Just?’ I said. ‘Okay. So how did the coin get back into your pocket?’

He fished about in his trouser pocket, pulled out the fifty-cent piece, held it up to the light. When he looked at me I could see the first signs of respect.

‘I don’t know how you did that,’ he said. ‘You sat opposite me all the time.’

‘There are three stages to most decent magic tricks,’ I said. ‘The Pledge, the Turn and the Prestige, where you return what has gone. Sometimes that’s the most extraordinary part, when the audience doesn’t see the magician do anything.’

He gazed at the coin for a few more seconds.

‘Impressive.’

‘Not really,’ I said. ‘But I think you’ll like this one. Give me your phone.’

He handed it over. I pulled a small red silk scarf from my pocket, brought it to the phone, and wrapped both hands around the case. When I held up the phone, most of the scarf was sticking from the centre of the screen. There was maybe a twenty-centimetre section out the back. I knew that from the audience’s perspective it would seem like the scarf was actually embedded into the phone. I pulled on the twenty centimetres at the back and watched Simon’s face as the scarf fed through the phone and out the other side. I gave him the phone back and he peered at it, his eyes close to the screen. Maybe he was looking for a hole or a slit. It didn’t matter. He wouldn’t find one.

‘That’s amazing,’ he said.

‘That’s easy,’ I replied.

‘Anything else?’ he said.

‘Oh yeah,’ I said. ‘Hundreds. But the bell for next class is going in about a minute and, anyway, I don’t do this for free. You’ve had the trailers. If you want the main show, you’ll have to buy a ticket.’

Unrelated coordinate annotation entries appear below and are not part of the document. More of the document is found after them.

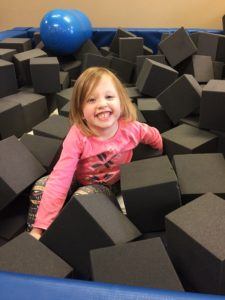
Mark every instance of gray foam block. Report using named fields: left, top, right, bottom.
left=136, top=59, right=178, bottom=97
left=33, top=115, right=70, bottom=140
left=0, top=136, right=46, bottom=209
left=158, top=27, right=197, bottom=67
left=90, top=238, right=183, bottom=291
left=41, top=193, right=140, bottom=278
left=121, top=156, right=180, bottom=233
left=166, top=193, right=225, bottom=295
left=157, top=74, right=202, bottom=124
left=5, top=90, right=48, bottom=132
left=138, top=98, right=172, bottom=132
left=173, top=153, right=225, bottom=203
left=199, top=80, right=225, bottom=131
left=0, top=232, right=72, bottom=278
left=14, top=48, right=47, bottom=86
left=30, top=57, right=61, bottom=94
left=162, top=124, right=218, bottom=159
left=0, top=38, right=32, bottom=53
left=0, top=59, right=17, bottom=98
left=20, top=133, right=62, bottom=172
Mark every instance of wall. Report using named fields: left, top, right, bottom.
left=0, top=0, right=225, bottom=30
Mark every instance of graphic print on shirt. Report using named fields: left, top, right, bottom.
left=89, top=152, right=117, bottom=183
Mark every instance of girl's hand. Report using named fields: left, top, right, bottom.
left=30, top=228, right=43, bottom=240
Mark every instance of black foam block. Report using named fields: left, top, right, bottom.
left=157, top=74, right=202, bottom=124
left=0, top=96, right=26, bottom=139
left=20, top=133, right=62, bottom=172
left=5, top=90, right=48, bottom=132
left=59, top=71, right=70, bottom=90
left=0, top=193, right=30, bottom=240
left=0, top=136, right=46, bottom=209
left=213, top=61, right=224, bottom=79
left=74, top=39, right=101, bottom=61
left=173, top=153, right=225, bottom=203
left=14, top=48, right=47, bottom=85
left=162, top=124, right=218, bottom=159
left=199, top=80, right=225, bottom=131
left=0, top=232, right=72, bottom=278
left=0, top=45, right=17, bottom=61
left=110, top=27, right=136, bottom=55
left=196, top=32, right=225, bottom=62
left=138, top=98, right=172, bottom=132
left=81, top=53, right=111, bottom=71
left=33, top=115, right=70, bottom=140
left=30, top=57, right=61, bottom=94
left=132, top=144, right=162, bottom=161
left=158, top=27, right=197, bottom=67
left=166, top=193, right=225, bottom=295
left=60, top=59, right=82, bottom=79
left=56, top=87, right=73, bottom=110
left=0, top=38, right=32, bottom=53
left=119, top=37, right=143, bottom=63
left=136, top=59, right=178, bottom=97
left=0, top=59, right=17, bottom=98
left=110, top=57, right=134, bottom=82
left=90, top=238, right=183, bottom=291
left=176, top=55, right=214, bottom=82
left=121, top=156, right=180, bottom=233
left=41, top=193, right=140, bottom=278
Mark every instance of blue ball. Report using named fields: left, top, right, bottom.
left=40, top=9, right=92, bottom=55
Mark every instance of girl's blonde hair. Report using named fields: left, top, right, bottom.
left=69, top=67, right=137, bottom=136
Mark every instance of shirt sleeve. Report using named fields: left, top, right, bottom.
left=33, top=127, right=82, bottom=229
left=135, top=121, right=163, bottom=151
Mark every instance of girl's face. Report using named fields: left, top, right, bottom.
left=83, top=75, right=121, bottom=139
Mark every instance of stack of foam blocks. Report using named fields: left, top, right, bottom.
left=0, top=27, right=225, bottom=294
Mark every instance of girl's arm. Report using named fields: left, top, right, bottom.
left=31, top=127, right=82, bottom=236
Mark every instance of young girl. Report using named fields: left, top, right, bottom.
left=28, top=67, right=163, bottom=239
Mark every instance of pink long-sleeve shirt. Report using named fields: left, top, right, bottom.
left=34, top=120, right=163, bottom=229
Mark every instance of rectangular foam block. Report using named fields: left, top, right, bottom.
left=14, top=49, right=47, bottom=86
left=41, top=193, right=140, bottom=278
left=0, top=59, right=17, bottom=98
left=121, top=156, right=180, bottom=233
left=158, top=27, right=197, bottom=67
left=56, top=87, right=73, bottom=110
left=81, top=53, right=110, bottom=72
left=0, top=232, right=72, bottom=278
left=136, top=59, right=178, bottom=97
left=173, top=153, right=225, bottom=204
left=199, top=80, right=225, bottom=131
left=33, top=115, right=70, bottom=140
left=157, top=74, right=202, bottom=124
left=5, top=90, right=48, bottom=132
left=0, top=45, right=17, bottom=62
left=137, top=98, right=172, bottom=132
left=176, top=55, right=214, bottom=83
left=0, top=136, right=46, bottom=210
left=30, top=57, right=61, bottom=94
left=0, top=38, right=32, bottom=53
left=60, top=60, right=82, bottom=79
left=90, top=238, right=183, bottom=291
left=162, top=124, right=218, bottom=159
left=0, top=96, right=26, bottom=139
left=196, top=32, right=225, bottom=62
left=74, top=39, right=101, bottom=61
left=119, top=37, right=143, bottom=63
left=110, top=27, right=136, bottom=55
left=110, top=57, right=134, bottom=82
left=20, top=133, right=62, bottom=173
left=166, top=193, right=225, bottom=297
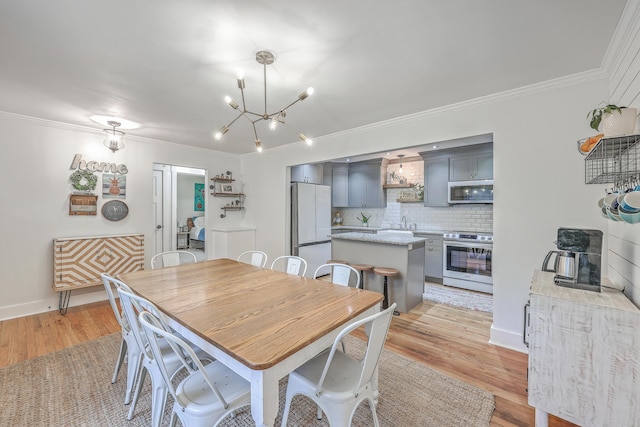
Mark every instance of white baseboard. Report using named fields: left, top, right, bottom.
left=0, top=289, right=107, bottom=320
left=489, top=325, right=529, bottom=354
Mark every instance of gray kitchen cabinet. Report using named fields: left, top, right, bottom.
left=413, top=232, right=443, bottom=283
left=331, top=164, right=349, bottom=208
left=420, top=153, right=449, bottom=207
left=291, top=164, right=322, bottom=184
left=348, top=159, right=387, bottom=208
left=449, top=144, right=493, bottom=181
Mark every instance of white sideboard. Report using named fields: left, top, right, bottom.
left=529, top=270, right=640, bottom=427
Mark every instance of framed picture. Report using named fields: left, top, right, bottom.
left=193, top=183, right=205, bottom=211
left=102, top=173, right=127, bottom=199
left=219, top=182, right=234, bottom=194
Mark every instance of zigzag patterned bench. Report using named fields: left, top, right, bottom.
left=52, top=234, right=144, bottom=314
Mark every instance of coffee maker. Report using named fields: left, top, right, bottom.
left=542, top=228, right=602, bottom=292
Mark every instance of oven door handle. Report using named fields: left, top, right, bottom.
left=443, top=240, right=493, bottom=249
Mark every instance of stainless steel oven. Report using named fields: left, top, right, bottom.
left=442, top=233, right=493, bottom=294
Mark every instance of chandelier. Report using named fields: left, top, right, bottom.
left=102, top=120, right=125, bottom=153
left=214, top=50, right=313, bottom=151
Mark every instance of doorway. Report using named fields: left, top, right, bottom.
left=151, top=163, right=207, bottom=261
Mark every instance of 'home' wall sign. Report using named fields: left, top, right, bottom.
left=69, top=154, right=129, bottom=175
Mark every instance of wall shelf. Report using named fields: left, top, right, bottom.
left=584, top=135, right=640, bottom=184
left=382, top=183, right=412, bottom=189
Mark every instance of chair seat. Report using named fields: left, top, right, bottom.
left=373, top=267, right=400, bottom=277
left=176, top=361, right=251, bottom=419
left=289, top=348, right=370, bottom=402
left=351, top=264, right=373, bottom=271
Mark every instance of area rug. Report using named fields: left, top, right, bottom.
left=0, top=333, right=495, bottom=427
left=422, top=283, right=493, bottom=313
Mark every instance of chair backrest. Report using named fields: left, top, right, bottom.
left=316, top=303, right=396, bottom=395
left=313, top=263, right=360, bottom=288
left=138, top=311, right=228, bottom=408
left=151, top=251, right=198, bottom=270
left=118, top=288, right=153, bottom=359
left=238, top=251, right=267, bottom=267
left=100, top=273, right=131, bottom=332
left=271, top=255, right=307, bottom=276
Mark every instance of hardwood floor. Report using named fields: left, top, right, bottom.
left=0, top=301, right=573, bottom=427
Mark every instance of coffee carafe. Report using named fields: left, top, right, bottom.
left=542, top=228, right=602, bottom=292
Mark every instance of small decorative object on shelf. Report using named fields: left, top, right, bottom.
left=356, top=212, right=371, bottom=227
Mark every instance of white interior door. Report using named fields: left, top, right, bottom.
left=152, top=164, right=171, bottom=255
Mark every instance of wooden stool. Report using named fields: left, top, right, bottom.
left=351, top=264, right=373, bottom=289
left=373, top=267, right=400, bottom=316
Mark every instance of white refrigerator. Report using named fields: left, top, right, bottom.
left=291, top=182, right=331, bottom=277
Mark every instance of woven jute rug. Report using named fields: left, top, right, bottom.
left=0, top=333, right=495, bottom=427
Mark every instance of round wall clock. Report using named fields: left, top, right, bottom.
left=102, top=200, right=129, bottom=221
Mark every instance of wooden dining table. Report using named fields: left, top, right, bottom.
left=119, top=258, right=382, bottom=426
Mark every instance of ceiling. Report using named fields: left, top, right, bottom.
left=0, top=0, right=626, bottom=154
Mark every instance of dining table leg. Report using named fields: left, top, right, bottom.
left=251, top=369, right=279, bottom=427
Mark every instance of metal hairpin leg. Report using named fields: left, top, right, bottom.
left=58, top=291, right=71, bottom=315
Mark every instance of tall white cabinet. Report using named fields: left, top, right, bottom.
left=529, top=271, right=640, bottom=426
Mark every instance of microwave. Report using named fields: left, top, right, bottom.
left=447, top=179, right=493, bottom=204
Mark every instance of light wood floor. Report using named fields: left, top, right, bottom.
left=0, top=301, right=573, bottom=427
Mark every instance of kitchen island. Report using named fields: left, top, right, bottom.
left=331, top=232, right=426, bottom=313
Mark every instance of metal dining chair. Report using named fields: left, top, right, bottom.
left=271, top=255, right=307, bottom=276
left=151, top=251, right=198, bottom=270
left=313, top=263, right=360, bottom=288
left=282, top=303, right=396, bottom=427
left=238, top=251, right=267, bottom=267
left=138, top=311, right=251, bottom=427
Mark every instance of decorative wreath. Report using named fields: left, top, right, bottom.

‘But you must have done Miss Smith’s class for free,’ he pointed out.

‘True. But that was practice for the talent competition at the end of term.’

‘You’re going in for that?’

I put my stuff away in my bag.

‘Nope,’ I said. ‘One humiliation was enough.’

Simon put his elbows on the bench, folded his fingers together and rested his chin on them.

‘I have a business proposition, Grace,’ he said.

‘And I have a class to get to,’ I said.

I left him at the table. Jake trotted at my side. I was going to ask him what he made of my weird fellow student, but in the end I couldn’t be bothered.